SLA Part 4: Behaviourism and Mentalism

The Shift From a Behaviourist to a Cognitivist View of SLA

Before proceeding with the review of SLA, I need to recap the story so far, in order to highlight the difference between two contradictory epistemologies. I do so for two reasons. Firstly, we are seeing a return to behaviourism in the guise of increasingly popular, and increasingly misinterpreted, usage-based theories of language learning such as emergentism. The epistemological underpinnings of these theories are rarely mentioned, particularly by ELT teacher trainers who either clumsily endorse them or airily dismiss them. Secondly, it gives me an opportunity to restate the implications of the shift to a more cognitive view of the SLA process.

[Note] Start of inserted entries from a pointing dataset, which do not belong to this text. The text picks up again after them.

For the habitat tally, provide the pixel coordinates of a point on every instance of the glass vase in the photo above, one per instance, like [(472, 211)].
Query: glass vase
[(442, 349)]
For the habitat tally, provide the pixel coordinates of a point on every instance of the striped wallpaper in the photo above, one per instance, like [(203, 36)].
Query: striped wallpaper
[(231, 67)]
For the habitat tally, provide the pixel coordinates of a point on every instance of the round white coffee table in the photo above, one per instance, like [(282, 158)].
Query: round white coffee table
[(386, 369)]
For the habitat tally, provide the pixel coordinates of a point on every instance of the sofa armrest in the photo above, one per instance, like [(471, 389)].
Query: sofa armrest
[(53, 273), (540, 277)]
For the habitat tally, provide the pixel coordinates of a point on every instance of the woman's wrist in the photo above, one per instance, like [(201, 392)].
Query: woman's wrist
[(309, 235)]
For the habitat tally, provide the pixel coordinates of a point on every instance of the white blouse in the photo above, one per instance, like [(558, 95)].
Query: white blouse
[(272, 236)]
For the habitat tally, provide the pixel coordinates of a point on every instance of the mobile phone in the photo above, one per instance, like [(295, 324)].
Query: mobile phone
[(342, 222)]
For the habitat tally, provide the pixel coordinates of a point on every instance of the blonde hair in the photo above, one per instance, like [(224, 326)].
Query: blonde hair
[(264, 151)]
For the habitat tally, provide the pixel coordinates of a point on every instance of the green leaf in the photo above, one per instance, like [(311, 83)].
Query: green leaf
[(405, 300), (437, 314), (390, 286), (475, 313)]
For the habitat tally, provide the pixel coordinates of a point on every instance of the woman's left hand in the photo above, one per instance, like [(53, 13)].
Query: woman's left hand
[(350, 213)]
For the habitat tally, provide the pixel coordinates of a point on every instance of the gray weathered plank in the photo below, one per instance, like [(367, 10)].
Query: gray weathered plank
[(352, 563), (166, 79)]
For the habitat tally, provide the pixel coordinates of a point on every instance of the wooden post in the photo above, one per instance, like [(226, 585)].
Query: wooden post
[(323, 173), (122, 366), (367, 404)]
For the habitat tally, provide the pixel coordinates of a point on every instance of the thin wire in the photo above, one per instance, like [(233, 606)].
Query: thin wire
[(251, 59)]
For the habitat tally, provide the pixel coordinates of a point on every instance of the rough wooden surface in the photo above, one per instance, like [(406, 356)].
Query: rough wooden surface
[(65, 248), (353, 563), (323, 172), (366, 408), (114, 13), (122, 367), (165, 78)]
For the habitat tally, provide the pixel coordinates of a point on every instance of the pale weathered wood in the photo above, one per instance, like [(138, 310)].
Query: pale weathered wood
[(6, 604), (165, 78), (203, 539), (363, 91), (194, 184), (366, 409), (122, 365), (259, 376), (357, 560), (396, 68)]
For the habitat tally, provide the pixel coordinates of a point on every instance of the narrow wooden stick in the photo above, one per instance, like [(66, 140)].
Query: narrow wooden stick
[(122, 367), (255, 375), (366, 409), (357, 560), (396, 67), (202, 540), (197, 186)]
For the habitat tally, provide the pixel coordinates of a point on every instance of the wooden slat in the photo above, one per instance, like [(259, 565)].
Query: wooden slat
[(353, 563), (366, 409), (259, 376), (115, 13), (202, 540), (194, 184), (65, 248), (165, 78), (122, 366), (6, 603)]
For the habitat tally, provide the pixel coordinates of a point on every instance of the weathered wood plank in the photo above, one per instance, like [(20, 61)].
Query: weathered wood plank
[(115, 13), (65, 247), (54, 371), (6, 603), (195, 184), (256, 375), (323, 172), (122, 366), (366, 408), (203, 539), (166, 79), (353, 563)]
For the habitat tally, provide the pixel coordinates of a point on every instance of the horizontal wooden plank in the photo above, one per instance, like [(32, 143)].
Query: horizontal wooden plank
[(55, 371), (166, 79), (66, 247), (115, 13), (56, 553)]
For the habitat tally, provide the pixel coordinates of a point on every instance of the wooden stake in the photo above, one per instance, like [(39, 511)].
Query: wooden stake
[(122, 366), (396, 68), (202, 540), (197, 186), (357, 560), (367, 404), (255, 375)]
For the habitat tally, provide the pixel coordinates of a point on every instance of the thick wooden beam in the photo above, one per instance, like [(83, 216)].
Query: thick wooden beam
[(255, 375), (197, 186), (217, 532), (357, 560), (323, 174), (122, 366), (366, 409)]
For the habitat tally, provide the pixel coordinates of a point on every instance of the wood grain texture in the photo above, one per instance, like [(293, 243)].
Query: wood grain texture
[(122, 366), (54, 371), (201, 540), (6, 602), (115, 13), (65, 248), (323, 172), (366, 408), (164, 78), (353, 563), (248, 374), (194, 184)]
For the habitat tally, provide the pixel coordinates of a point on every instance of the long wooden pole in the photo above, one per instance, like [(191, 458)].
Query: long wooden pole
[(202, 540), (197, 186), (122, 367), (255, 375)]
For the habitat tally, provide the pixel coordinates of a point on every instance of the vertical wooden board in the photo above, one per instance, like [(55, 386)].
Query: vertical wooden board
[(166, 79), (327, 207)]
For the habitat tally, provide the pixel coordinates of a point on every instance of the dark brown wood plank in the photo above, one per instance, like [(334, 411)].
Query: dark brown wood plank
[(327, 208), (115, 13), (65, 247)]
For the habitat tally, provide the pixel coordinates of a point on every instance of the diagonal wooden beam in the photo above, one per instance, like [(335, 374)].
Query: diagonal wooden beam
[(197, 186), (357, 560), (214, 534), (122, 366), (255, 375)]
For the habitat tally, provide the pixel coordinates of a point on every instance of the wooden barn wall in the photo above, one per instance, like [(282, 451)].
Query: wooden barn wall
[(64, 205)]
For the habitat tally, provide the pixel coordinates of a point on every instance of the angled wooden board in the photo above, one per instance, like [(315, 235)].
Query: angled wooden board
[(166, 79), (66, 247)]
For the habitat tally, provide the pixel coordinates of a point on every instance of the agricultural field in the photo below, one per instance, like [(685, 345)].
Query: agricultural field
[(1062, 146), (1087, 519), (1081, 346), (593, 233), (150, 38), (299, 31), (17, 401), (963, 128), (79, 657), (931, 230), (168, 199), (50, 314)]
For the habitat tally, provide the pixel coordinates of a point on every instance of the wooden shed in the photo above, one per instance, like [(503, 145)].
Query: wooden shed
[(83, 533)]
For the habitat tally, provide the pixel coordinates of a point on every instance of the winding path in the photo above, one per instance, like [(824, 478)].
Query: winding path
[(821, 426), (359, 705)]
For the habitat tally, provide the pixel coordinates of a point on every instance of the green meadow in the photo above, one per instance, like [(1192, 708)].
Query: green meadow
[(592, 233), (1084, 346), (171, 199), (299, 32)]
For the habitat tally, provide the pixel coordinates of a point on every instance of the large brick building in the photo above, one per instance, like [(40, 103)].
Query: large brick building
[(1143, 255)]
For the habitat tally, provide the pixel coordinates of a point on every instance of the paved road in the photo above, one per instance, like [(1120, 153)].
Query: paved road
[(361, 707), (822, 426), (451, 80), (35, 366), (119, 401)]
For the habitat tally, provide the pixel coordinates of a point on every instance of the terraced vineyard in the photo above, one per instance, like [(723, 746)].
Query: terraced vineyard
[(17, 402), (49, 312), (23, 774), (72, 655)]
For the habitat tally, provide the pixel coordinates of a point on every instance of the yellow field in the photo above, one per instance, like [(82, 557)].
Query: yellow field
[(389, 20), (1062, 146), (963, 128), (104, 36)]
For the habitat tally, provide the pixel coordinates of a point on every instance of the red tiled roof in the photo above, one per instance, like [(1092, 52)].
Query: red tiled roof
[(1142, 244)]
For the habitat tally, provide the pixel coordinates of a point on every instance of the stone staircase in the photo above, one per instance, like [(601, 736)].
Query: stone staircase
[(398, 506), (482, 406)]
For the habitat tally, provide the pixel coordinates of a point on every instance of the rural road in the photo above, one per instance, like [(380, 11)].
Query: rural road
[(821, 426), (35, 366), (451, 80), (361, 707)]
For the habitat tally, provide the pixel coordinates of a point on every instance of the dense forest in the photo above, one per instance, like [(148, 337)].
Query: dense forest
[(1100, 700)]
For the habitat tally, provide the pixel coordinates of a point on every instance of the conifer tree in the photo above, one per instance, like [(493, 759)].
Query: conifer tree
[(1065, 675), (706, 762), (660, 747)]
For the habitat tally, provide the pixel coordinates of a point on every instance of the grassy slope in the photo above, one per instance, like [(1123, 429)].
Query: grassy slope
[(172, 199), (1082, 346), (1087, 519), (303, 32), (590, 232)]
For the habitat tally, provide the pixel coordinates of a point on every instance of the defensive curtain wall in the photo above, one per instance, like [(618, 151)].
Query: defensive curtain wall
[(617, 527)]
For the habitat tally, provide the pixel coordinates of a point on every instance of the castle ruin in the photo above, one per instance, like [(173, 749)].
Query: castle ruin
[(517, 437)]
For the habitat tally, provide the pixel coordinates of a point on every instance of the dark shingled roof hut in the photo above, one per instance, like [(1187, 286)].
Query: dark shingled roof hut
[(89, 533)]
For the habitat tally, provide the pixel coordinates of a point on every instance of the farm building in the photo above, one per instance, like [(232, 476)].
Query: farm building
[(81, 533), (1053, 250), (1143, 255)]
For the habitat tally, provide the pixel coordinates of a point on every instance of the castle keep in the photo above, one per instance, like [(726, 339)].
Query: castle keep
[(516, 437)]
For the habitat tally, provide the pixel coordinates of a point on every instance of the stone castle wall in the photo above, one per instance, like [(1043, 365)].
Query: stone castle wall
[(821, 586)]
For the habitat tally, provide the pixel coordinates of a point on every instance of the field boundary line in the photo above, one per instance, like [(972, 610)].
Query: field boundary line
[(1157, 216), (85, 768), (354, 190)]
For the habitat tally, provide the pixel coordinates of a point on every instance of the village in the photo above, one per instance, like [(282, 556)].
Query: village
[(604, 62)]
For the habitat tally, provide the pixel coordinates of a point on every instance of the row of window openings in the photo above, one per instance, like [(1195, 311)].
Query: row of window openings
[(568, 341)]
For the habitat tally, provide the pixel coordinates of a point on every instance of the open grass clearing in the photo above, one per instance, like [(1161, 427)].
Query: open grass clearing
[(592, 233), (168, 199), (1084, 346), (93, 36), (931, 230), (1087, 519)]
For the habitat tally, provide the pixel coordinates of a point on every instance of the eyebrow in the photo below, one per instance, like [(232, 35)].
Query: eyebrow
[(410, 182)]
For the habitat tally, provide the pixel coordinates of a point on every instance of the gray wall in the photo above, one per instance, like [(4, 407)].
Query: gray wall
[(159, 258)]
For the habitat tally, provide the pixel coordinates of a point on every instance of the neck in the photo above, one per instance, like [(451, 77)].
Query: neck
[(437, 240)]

Behaviourism has much in common with logical positivism, the most spectacularly misguided movement in the history of philosophy. Chasing the chimera of absolute truth, the logical positivists, most famously, those in the Vienna Circle formed in the early 1920s, had as their goal nothing less than to clean up language and put science on a sure empirical footing. The mad venture they embarked on didn’t last long – it was all over before the second world war broke out, leaving a legacy of unusually unpleasant academic in-fighting behind it.

But behaviourism has a much longer history. It began with the 1913 work of pioneering American psychologist John B. Watson, and went on when B.F. Skinner took over after WW2. Watson was influenced by the work of Pavlov (1897) and Bekhterev (1896) on conditioning of animals, but later was much taken by the works of two stars of the logical positivist movement, namely Mach (1924) and Carnap (1927) from the Vienna School, under whose influence he attempted to make psychological research “scientific”, by using only “objective procedures”, such as laboratory experiments which were designed to establish statistically significant results. Watson formulated a stimulus-response theory of psychology according to which all complex forms of behaviour are explained in terms of simple muscular and glandular elements that can be observed and measured.  No mental “reasoning”, no speculation about the workings of any “mind”, were allowed. Thousands of researchers adopted this methodology, and from the end of the first world war until the 1950s an enormous amount of research on learning in animals and in humans was conducted under this strict empiricist regime.

In 1950 behaviourism could justly claim to have achieved paradigm status, and at that moment, B.F. Skinner became its new champion.  Skinner’s contribution to behaviourism was to challenge the stimulus-response idea at the heart of Watson’s work and replace it by a type of psychological conditioning known as reinforcement (see Skinner, 1957, and Toates and Slack, 1990).  Important as this modification was, it is Skinner’s insistence on a strict empiricist epistemology, and his claim that language is learned in just the same way as any other complex skill is learned, by social interaction, that is important here.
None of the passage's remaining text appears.